“[Longstreet’s] de facto chief of staff, Lieutenant Colonel Moxley Sorrel, was the best staff officer in the Confederacy.” The Journal of Military History
At the tender age of just twenty-three Gilbert Moxley Sorrel earned his commission as captain and was posted as General James Longstreet’s chief-of-staff.
Through the next three years he would remain by Longstreet’s side, rising to the ranks of Major and Lieutenant Colonel, until he was eventually given command of his own brigade within Major General William Mahone’s division.
Moxley Sorrel made an immediate impression on Longstreet who wrote that he “came into the battle as gaily as a beau, and seemed to receive orders which threw him into more exposed positions with particular delight.”

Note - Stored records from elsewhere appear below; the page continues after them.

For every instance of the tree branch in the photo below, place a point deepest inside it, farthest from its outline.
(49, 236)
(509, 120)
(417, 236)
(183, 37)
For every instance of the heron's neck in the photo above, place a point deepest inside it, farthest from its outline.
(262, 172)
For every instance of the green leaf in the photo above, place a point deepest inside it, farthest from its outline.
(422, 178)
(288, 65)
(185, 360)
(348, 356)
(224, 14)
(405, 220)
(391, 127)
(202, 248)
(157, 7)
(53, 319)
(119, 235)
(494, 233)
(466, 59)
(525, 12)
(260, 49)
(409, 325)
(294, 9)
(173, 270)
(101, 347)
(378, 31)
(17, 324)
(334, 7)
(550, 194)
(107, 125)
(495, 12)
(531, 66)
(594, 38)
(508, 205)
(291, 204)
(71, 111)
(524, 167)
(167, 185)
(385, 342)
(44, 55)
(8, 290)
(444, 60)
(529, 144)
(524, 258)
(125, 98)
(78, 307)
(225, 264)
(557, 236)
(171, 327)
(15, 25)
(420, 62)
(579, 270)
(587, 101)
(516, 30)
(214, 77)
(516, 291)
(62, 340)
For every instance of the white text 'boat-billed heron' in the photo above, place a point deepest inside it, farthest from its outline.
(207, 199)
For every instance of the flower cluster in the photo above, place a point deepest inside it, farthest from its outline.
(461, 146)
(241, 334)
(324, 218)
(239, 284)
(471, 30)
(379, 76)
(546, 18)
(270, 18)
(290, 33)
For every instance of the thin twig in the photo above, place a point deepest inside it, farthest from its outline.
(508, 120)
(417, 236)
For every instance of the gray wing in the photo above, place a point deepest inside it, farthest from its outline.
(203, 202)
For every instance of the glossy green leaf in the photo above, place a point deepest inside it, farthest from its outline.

Indeed he went on to witness some of the most famous battles of the American Civil War and his experiences are recorded here, from Manassas to Seven Pines, Sharpsburg to Fredericksburg, Gettysburg to Petersburg. He was even with Longstreet at the Battle of Wilderness when Longstreet was struck down by a bullet coming from their own men.
As Longstreet’s right hand man through the war until 1864 Moxley Sorrel was put into contact with some of the most remarkable figures of the Confederate army, and they are all vividly portrayed within his memoirs.
At Petersburg, during the Battle of Hatcher’s Run, he was wounded and feared mortally so, eventually he recovered but his military career ended here.
The historian Douglas Southall Freeman wrote that Moxely Sorrel’s Recollections of a Confederate Staff Officer contains “a hundred touches of humor and revealing strokes of swift characterisation.”
Once the war ended Moxley Sorrel returned to the south where he entered business. His Recollections of a Confederate Staff Officer was published in 1905. He died in 1901 in Roanoke, Virginia.